TheHague112012Minutes

From IntereditionWiki

Morning of 21/11/2012

For names, refer to the list of participants.

Discussion on text modelling

Two main alternatives to XML:

  • range based model (for annotations)
  • variant graph (for collation)
    • Tara is using (with CollateX) a graph-based model more complex sthan Schmidt's one.

Paolo is interested in a text model that can represent textual layers (graphical, alphabetical, linguistic; see Orlandi, Informatica testuale)

  • Tara: we can stretch Schmidt's graph model to represent the different Orlandi's layers. They're still graphs
  • Gregor: variant graphs are not suitable for this; they're not variants. LMNL (range-based model), instead, seems to be fit for Orlandi's "textual layers".

Gregor's presentation

Gregor describes his implementation of a range-based (LMNL-based) textual model, used so far for the back-end of the Faust Project.

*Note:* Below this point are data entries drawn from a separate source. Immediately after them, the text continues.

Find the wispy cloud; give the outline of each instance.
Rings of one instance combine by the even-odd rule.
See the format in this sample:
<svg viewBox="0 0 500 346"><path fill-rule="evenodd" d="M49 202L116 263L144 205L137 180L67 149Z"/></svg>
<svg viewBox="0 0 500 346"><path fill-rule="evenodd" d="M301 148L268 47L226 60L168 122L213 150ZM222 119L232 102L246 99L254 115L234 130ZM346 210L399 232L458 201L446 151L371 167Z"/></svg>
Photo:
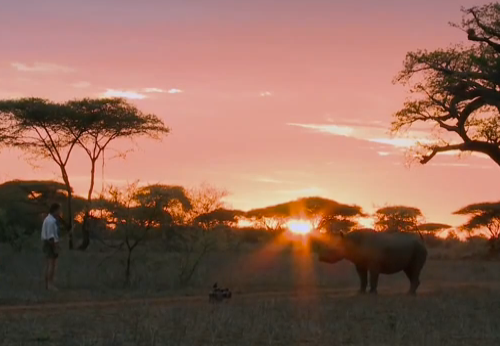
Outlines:
<svg viewBox="0 0 500 346"><path fill-rule="evenodd" d="M131 100L143 100L147 98L146 95L138 93L132 90L116 90L116 89L107 89L104 93L100 95L101 97L122 97Z"/></svg>
<svg viewBox="0 0 500 346"><path fill-rule="evenodd" d="M396 148L410 148L415 146L418 142L422 144L433 143L431 139L425 138L428 133L423 131L410 131L407 137L390 138L387 133L387 128L383 127L379 123L372 123L370 125L288 123L287 125L335 136L343 136L378 144L390 145Z"/></svg>
<svg viewBox="0 0 500 346"><path fill-rule="evenodd" d="M270 92L270 91L262 91L260 94L259 94L261 97L269 97L269 96L272 96L273 93Z"/></svg>
<svg viewBox="0 0 500 346"><path fill-rule="evenodd" d="M144 88L144 89L142 89L142 92L145 92L145 93L159 93L159 94L164 94L164 93L166 93L167 91L166 91L166 90L163 90L163 89L160 89L160 88Z"/></svg>
<svg viewBox="0 0 500 346"><path fill-rule="evenodd" d="M85 82L85 81L76 82L76 83L71 84L71 86L73 88L77 88L77 89L85 89L85 88L90 87L90 85L91 84L89 82Z"/></svg>
<svg viewBox="0 0 500 346"><path fill-rule="evenodd" d="M181 90L181 89L175 89L175 88L170 89L170 90L168 91L168 93L169 93L169 94L180 94L180 93L183 93L183 92L184 92L184 90Z"/></svg>
<svg viewBox="0 0 500 346"><path fill-rule="evenodd" d="M68 66L42 63L42 62L35 62L32 65L20 62L13 62L10 65L16 70L21 72L71 73L75 71L75 69Z"/></svg>
<svg viewBox="0 0 500 346"><path fill-rule="evenodd" d="M429 138L430 130L415 129L410 130L406 136L390 137L388 133L389 126L384 125L379 121L362 121L355 119L345 119L334 123L334 120L328 118L327 124L301 124L301 123L288 123L289 126L301 127L304 129L312 130L314 132L331 134L334 136L343 136L354 138L380 145L378 148L372 148L377 151L379 156L388 156L391 154L388 147L394 148L396 151L402 151L415 147L420 144L433 144L436 140ZM484 154L480 153L462 153L463 155L471 155L474 157L487 158ZM457 151L443 152L440 155L456 156Z"/></svg>
<svg viewBox="0 0 500 346"><path fill-rule="evenodd" d="M329 133L336 136L354 137L354 128L350 126L299 124L299 123L287 123L287 125L302 127L304 129L310 129L322 133Z"/></svg>
<svg viewBox="0 0 500 346"><path fill-rule="evenodd" d="M391 155L391 153L389 153L387 151L377 151L377 154L379 156L389 156L389 155Z"/></svg>
<svg viewBox="0 0 500 346"><path fill-rule="evenodd" d="M132 100L143 100L150 98L148 94L179 94L183 91L180 89L161 89L161 88L142 88L137 90L120 90L120 89L106 89L101 97L123 97Z"/></svg>

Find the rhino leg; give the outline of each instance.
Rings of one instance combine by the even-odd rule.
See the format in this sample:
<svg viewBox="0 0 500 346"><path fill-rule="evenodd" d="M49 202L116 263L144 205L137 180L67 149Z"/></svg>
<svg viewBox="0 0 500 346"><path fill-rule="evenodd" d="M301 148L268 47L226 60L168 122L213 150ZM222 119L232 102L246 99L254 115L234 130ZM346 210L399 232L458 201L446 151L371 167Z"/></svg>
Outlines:
<svg viewBox="0 0 500 346"><path fill-rule="evenodd" d="M364 267L361 266L356 266L356 271L358 272L359 276L359 293L363 294L366 292L366 286L368 286L368 270Z"/></svg>
<svg viewBox="0 0 500 346"><path fill-rule="evenodd" d="M378 275L377 269L370 269L370 293L377 294Z"/></svg>
<svg viewBox="0 0 500 346"><path fill-rule="evenodd" d="M417 288L420 286L420 272L424 267L426 259L427 253L417 254L417 256L414 256L412 263L404 270L408 280L410 280L410 289L408 290L408 294L410 295L417 294Z"/></svg>
<svg viewBox="0 0 500 346"><path fill-rule="evenodd" d="M408 280L410 280L410 289L408 290L408 294L410 295L416 295L417 294L417 288L420 286L420 269L414 268L412 266L406 268L404 270L406 276L408 277Z"/></svg>

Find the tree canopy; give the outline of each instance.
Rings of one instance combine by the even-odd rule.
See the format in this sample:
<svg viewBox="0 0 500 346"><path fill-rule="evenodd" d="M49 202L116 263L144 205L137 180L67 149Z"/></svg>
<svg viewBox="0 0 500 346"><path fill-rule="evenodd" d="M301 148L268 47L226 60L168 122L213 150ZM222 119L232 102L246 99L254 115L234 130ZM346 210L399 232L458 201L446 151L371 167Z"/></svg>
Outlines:
<svg viewBox="0 0 500 346"><path fill-rule="evenodd" d="M239 218L244 215L245 212L241 210L219 208L197 216L193 220L193 223L207 230L214 229L220 225L234 227L238 223Z"/></svg>
<svg viewBox="0 0 500 346"><path fill-rule="evenodd" d="M254 219L266 228L278 230L289 219L308 219L313 228L332 230L340 224L351 228L356 225L355 218L364 216L361 207L342 204L322 197L304 197L293 201L250 210L246 217ZM333 228L332 228L333 227Z"/></svg>
<svg viewBox="0 0 500 346"><path fill-rule="evenodd" d="M416 230L425 233L436 233L452 228L453 226L444 223L423 223L417 226Z"/></svg>
<svg viewBox="0 0 500 346"><path fill-rule="evenodd" d="M470 204L454 214L469 217L462 229L469 232L483 229L489 232L491 238L500 237L500 202Z"/></svg>
<svg viewBox="0 0 500 346"><path fill-rule="evenodd" d="M393 134L412 127L437 129L414 158L425 164L444 152L476 152L500 166L500 4L462 9L469 45L409 52L395 83L412 98L393 115Z"/></svg>
<svg viewBox="0 0 500 346"><path fill-rule="evenodd" d="M55 181L12 180L0 185L0 209L9 224L23 228L28 234L39 230L52 203L67 200L66 186ZM84 199L76 197L75 210L84 209Z"/></svg>
<svg viewBox="0 0 500 346"><path fill-rule="evenodd" d="M375 212L375 229L378 231L415 231L423 221L418 208L403 205L380 208Z"/></svg>

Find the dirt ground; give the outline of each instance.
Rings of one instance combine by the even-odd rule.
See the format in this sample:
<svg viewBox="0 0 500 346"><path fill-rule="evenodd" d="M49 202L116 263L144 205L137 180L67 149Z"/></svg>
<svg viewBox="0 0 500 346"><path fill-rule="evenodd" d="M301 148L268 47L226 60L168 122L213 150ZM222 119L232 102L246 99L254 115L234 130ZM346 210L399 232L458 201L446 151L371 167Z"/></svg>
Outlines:
<svg viewBox="0 0 500 346"><path fill-rule="evenodd" d="M348 263L301 271L291 259L270 262L226 268L225 282L238 289L215 305L201 288L77 299L68 284L36 303L4 298L0 344L500 345L499 262L429 261L417 297L405 294L404 274L382 276L378 296L357 296ZM215 275L204 271L203 280ZM16 286L5 284L1 292Z"/></svg>
<svg viewBox="0 0 500 346"><path fill-rule="evenodd" d="M499 345L493 285L3 307L2 345ZM205 298L205 299L202 299Z"/></svg>

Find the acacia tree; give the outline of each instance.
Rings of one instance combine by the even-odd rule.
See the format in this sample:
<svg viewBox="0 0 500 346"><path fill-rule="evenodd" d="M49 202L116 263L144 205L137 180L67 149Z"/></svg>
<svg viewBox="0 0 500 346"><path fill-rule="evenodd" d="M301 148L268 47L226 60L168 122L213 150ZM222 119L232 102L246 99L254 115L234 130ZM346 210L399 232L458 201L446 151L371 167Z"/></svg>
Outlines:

  • the implementation is in Java
  • annotations that have a name and are namespaced (this comes from XML)
  • text is a sequence of events
  • layers have names like "TEIW" or "Europeana" and contain texts
  • layers have anchors, so one text can point to another or to ranges of another text
  • one pointer can point to multiple anchors. E. g. layer 'alignment' points to two different anchors (and aligns them)
  • layers can include whatever data (Json, an XML file etc.)
  • a TextRepository is just a collection of those layers. It's something I can query
  • you can create a graph of the layers existing in a text repository
  • TextStream
    • Gregor's model is differnt that XML
      • the SAX API works with XML trees
      • you can walk through the tree there
      • a range-based model, isntead does not have such easy stacks
      • How do you transform XML into range-model? Any element (with opening and closing tags) becomes a range

Each participant's agenda

A round-up on the interests of each of the participants:

  • practicality: what can we build on top of e.g. a range-based model (from the datastore to the presentation layer)
  • query/search functions on top of a text model
  • variant graph vs. range-based models
  • processing (equivalent to XSLT?), querying (equivalent to XPath/XQuery)
  • variant graph: traversal patterns?
  • interfaces, APIs, JS libraries
  • problem of variation and how it is handled on different (conceptual) layers of a text
  • common model? can we find a generalized model incorporating features from the variant graph and a range-based model
  • bridge the gap!
  • integration scenarios; import of existing data, multiple use cases on top of those (what is the smallest thing that could possibly work? -- how do we get there)

Division of labour

See TheHague112012DivisionOfLabour

Afternoon of 21/11/2012

Bootcamp's agenda and goals

Interoperability is best achieved through web services. The same does Gregor's Java system (that he's showcased this morning). Also CollateX does so now.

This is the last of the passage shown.